Segundo informações publicadas pelo Metrópoles,
integrantes da campanha avaliam que o caso pode enfraquecer uma das principais
linhas de ataque ao senador Flávio Bolsonaro (PL-RJ), apontado como
possível adversário na disputa presidencial.
A preocupação aumentou devido à proximidade entre
Lula e Jaques Wagner. Fundador do PT e um dos principais aliados do presidente,
o senador baiano é considerado uma das figuras mais influentes do partido e já
ocupou cargos estratégicos nos governos petistas.
A investigação foi autorizada pelo ministro André
Mendonça, do STF. De acordo com a decisão, a Polícia Federal apura suspeitas de
que Jaques Wagner tenha recebido vantagens econômicas para defender interesses
ligados ao Banco Master no Congresso Nacional.
Entre os benefícios apontados pelos investigadores
estão um apartamento avaliado em R$ 2,45 milhões, em Salvador, e repasses que
somariam R$ 3,5 milhões para pessoas ligadas ao senador.
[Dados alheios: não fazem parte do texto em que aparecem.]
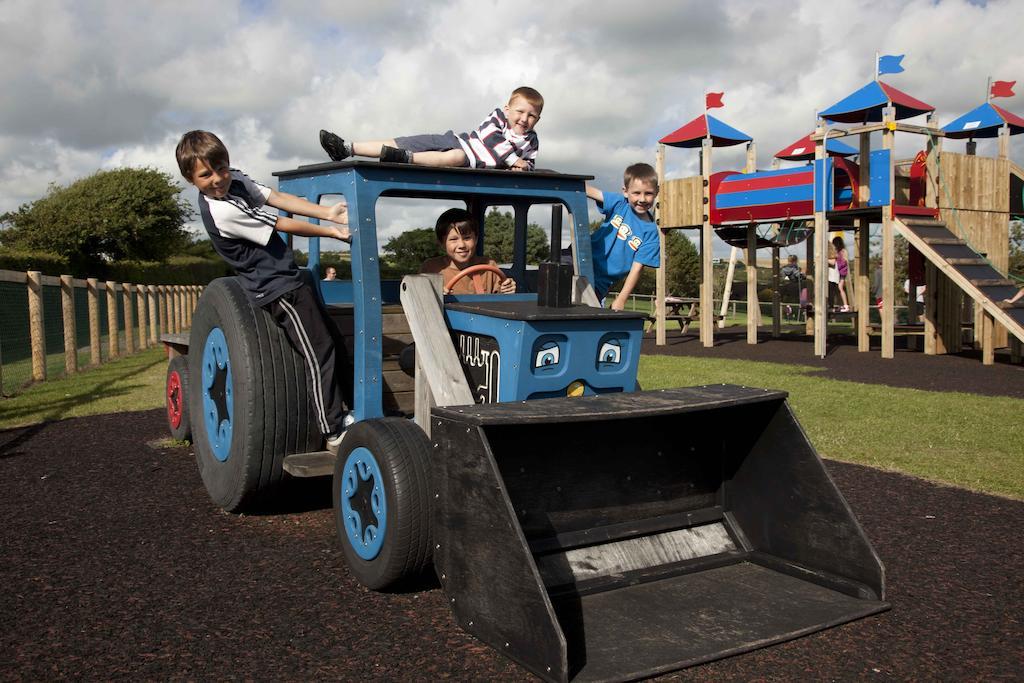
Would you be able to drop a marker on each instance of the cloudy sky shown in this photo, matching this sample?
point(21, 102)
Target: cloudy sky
point(95, 84)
A PF aponta o
empresário Augusto Ferreira Lima, ex-sócio de Daniel Vorcaro, como elo entre
Wagner e o banco.
Jaques Wagner nega qualquer irregularidade. Em
entrevista à BandNews TV, o senador afirmou que nunca recebeu dinheiro do Banco
Master nem de Augusto Lima. Em nota, sua defesa declarou que acompanha as
investigações com tranquilidade e mantém confiança no esclarecimento dos fatos.
Apesar das manifestações públicas de apoio do PT,
integrantes do governo defendem reservadamente uma postura de cautela para
evitar que a crise aumente. Há também preocupação de que o avanço das
investigações possa atingir outras lideranças petistas ligadas ao caso.